Sound may be 50% of the experience, but picture occupies 90% of the digital composition. Fulfillment companies know this well, as a movie whose versions require different picture track files have a lot more data to manage. Picture track file versions are required when separate 2-D and 3-D versions are released. Additional track files versions are required when different color timings are made available to accommodate screens with higher luminance levels. Still more picture track files are required for 3-D subtitles, which must be “burned-in” with the image. 3-D subtitles are difficult to read if placed at a different depth than that of the subject, and thus require special treatment. Notably, burned in subtitles are not required for 2-D picture, as separately provided timed text is used, occupying a tiny fraction of the digital composition. So it is of great interest to studios that a common timed text method emerge for 3-D subtitling.
Development of a common method been a subject within SMPTE for several years. The fruit of that work is about to surface as documents come forward for balloting as standards. The ballot process should begin this summer, and if lucky, will produce 3-D subtitling standards by the end of the year. Two documents will be revised: SMPTE ST0428-7 DCDM Subtitle, and ST0429-12 DCP Caption and Closed Subtitle.

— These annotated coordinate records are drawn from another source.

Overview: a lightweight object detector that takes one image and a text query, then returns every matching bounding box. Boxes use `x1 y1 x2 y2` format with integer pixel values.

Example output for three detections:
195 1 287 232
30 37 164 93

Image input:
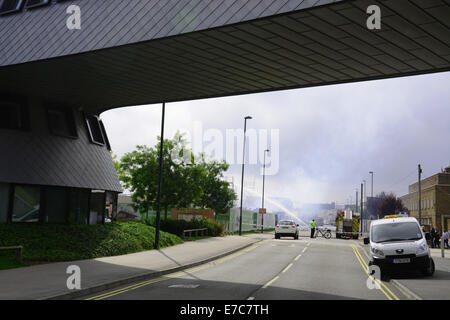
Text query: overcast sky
101 72 450 206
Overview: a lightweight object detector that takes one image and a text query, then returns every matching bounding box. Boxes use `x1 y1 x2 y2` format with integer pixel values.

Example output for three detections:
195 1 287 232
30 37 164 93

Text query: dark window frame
0 95 30 131
46 105 79 140
25 0 52 9
0 0 25 16
84 113 106 147
7 183 46 225
99 119 112 151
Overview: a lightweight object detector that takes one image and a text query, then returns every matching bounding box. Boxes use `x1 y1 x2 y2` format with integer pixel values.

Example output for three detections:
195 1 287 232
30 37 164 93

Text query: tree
377 192 408 218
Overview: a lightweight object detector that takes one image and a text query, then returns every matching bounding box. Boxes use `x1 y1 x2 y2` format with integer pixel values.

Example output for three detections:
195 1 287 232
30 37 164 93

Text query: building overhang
0 0 450 113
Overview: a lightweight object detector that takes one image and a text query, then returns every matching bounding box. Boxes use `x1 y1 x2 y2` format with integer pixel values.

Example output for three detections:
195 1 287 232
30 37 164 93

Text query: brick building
400 166 450 230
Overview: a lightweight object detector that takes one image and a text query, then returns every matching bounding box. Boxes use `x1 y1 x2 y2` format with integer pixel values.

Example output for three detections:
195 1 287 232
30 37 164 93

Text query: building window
100 120 111 151
85 115 105 146
0 183 9 223
0 0 23 15
12 186 41 223
69 189 91 224
47 108 78 139
25 0 50 9
0 100 29 130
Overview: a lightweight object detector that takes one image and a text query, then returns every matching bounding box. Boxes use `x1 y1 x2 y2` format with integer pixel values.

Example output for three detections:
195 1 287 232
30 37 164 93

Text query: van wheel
422 258 435 277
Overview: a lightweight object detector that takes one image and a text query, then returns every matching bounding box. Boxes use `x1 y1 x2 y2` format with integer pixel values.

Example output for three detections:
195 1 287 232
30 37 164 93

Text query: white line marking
281 263 292 273
262 276 279 289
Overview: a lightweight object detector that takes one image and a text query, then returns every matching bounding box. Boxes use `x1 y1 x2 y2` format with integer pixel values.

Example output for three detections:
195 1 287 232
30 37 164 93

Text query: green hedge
144 218 225 237
0 222 183 262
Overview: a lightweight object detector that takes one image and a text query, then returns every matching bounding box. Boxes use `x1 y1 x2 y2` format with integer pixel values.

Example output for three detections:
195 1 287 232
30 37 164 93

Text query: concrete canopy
0 0 450 113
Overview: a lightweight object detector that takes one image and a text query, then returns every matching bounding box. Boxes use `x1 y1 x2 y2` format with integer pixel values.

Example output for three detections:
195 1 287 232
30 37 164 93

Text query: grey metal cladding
0 0 342 66
0 99 122 192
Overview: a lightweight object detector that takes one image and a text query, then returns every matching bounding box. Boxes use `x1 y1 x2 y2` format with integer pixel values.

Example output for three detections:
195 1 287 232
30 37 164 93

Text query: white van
364 216 434 276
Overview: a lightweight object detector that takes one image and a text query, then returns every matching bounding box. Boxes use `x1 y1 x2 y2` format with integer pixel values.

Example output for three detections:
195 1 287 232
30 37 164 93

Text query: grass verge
0 222 183 268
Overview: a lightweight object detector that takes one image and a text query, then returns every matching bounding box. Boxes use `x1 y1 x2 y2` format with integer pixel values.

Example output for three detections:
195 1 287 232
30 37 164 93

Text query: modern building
400 166 450 230
0 0 450 223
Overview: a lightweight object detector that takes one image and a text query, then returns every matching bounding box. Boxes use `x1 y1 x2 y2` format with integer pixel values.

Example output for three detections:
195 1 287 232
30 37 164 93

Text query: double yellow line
352 245 400 300
86 240 267 300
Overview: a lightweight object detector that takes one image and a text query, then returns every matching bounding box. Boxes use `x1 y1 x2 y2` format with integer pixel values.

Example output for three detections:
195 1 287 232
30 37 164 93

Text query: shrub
0 222 183 262
144 218 224 237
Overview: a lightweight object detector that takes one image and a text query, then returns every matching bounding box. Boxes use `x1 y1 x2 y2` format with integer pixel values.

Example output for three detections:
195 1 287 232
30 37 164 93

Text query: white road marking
262 276 279 289
281 263 292 273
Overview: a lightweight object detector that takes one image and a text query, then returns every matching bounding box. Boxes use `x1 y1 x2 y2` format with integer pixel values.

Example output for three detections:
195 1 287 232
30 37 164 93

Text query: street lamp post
239 116 253 236
261 149 270 233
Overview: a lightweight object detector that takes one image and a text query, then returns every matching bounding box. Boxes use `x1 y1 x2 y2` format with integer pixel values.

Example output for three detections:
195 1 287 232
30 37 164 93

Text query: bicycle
314 229 331 239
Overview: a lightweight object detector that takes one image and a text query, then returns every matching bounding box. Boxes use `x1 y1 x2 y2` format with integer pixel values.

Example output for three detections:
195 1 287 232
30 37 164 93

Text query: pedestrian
442 230 450 248
311 219 316 238
430 228 436 248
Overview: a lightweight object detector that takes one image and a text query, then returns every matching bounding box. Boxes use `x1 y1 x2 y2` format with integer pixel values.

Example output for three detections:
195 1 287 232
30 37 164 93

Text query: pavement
0 234 261 300
81 234 411 301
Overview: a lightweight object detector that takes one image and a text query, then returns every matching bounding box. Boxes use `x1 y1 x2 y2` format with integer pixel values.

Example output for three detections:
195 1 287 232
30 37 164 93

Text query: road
83 234 411 300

The most recent draft has markedly improved over the past 6 months. The difficult part of 3-D timed text is that, unlike horizontal and vertical positioning, the depth position of the text is not necessarily static. Make the method for describing variable depth too flexible, and 3-D text rendering engines become too complex. The current draft provides a compact notation that describes variable depth while precluding complicated applications where support for smooth vertical and/or horizontal movement would also be required.
With technical details sorted out, the next hurdle will be implementation in the field. Non-English-language territories will be most affected with the cost of upgrade. It’s expected that TI Series 2 projectors and integrated media blocks will only require software upgrades. Older Series 1 projectors, however, will require use of a stand-alone server having a media block that can render timed text. For many cinema owners, that could be an expensive upgrade.
Studios will have to weigh the value of 3-D subtitles in certain territories. Without a financial incentive to change, an estimated 5000 screens will continue to need burned in 3-D subtitles. With over 70,000 screens in the world, it’s not out of the question that some form of rental credit could be applied to those in need to make this transition happen.